Succede ieri. Sto scorrendo le notizie, sui giornali e sui social e vedo un video che mi fa imbestialire.

Mentre Enrico Letta dice che in Italia la comunità ucraina è formata da centinaia di migliaia di persone che si sono integrate nel paese, i giornalisti Lucia Annunziata e Antonio Di Bella commentano da studio, e senza accorgersi che il microfono è rimasto aperto, chiosando: “centinaia di cameriere… e badanti” “…e amanti”.

Io mi sento offesa non tanto in quanto ucraina, ma in quanto studentessa universitaria  al quarto anno di Giurisprudenza, che volendo mantenersi da sola ha fatto molti lavori, tra cui la cameriera.

Annunziata assume forse che un lavoro sia meno nobile di un altro, o meno utile?

Senza qualcuno che sistema la casa, e magari si prende cura dei bambini, molte donne italiane non potrebbero fare altri lavori.

Senza le badanti non ci sarebbe qualcuno che si prende cura degli anziani italiani.

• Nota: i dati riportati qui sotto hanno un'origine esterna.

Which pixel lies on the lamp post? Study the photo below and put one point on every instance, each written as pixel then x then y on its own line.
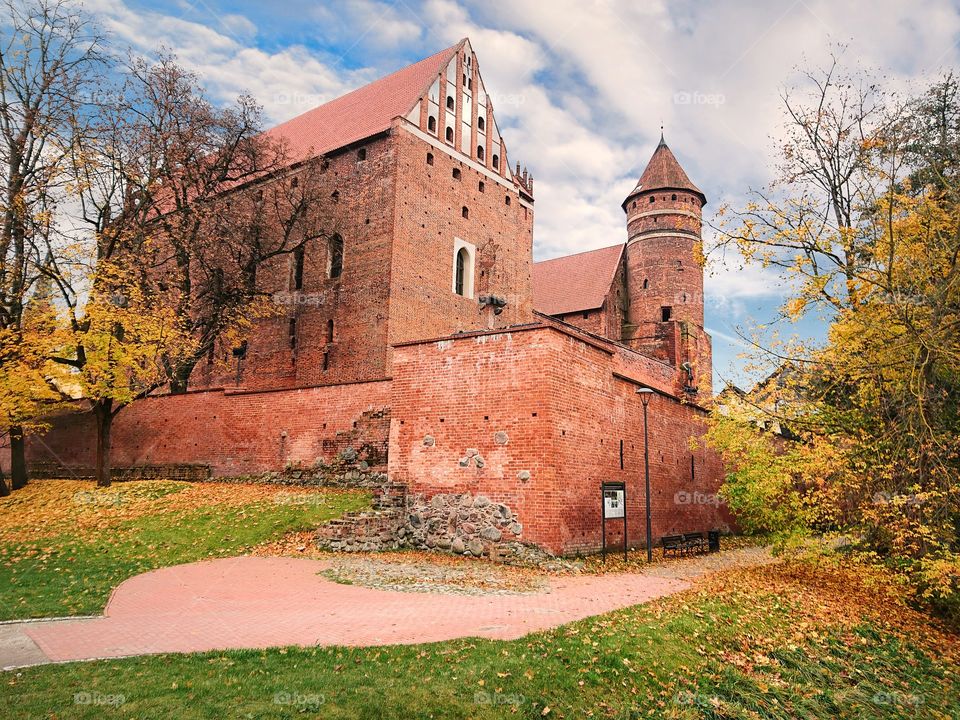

Dico “cura” non a caso. Perché per moltissime non è semplicemente “un lavoro”.

In passato mi è capitato più di una volta di andare da nonna viaggiando sui pulmini.

Si viaggia in nove persone, che per tornare dai loro cari restano ammassate per per 24 o 48 ore, in base al traffico e alla dogana.

Restando così stretti, e così a lungo, è normale parlare e fare amicizia. Per la maggior parte le donne che viaggiano sono badanti.

Mi ricordo in particolare, e come se lo sentissi adesso, un dialogo tra due signore che parlavano del loro lavoro e degli anziani come dei “i loro anziani”, con un tono di affetto.

“Da quanto tempo manchi dall’Ucraina?”

“Eh saranno almeno 4 anni, sai, il lavoro.”

“Quanto pensi di fermarti?”

“Non molto, un paio di settimane al massimo. Devo tornare dal mio vecchietto, che senza di me non so come si prenderanno cura di lui. Sono un paio d’anni che è fermo a letto. Lo faccio ridere, passiamo il giorno insieme, gli cucino quello che gli piace e non lo faccio sentire abbandonato.”

 

E domani?

È ancora da scrivere, lo possiamo fare insieme, lo dobbiamo fare insieme. Non abbandonateci.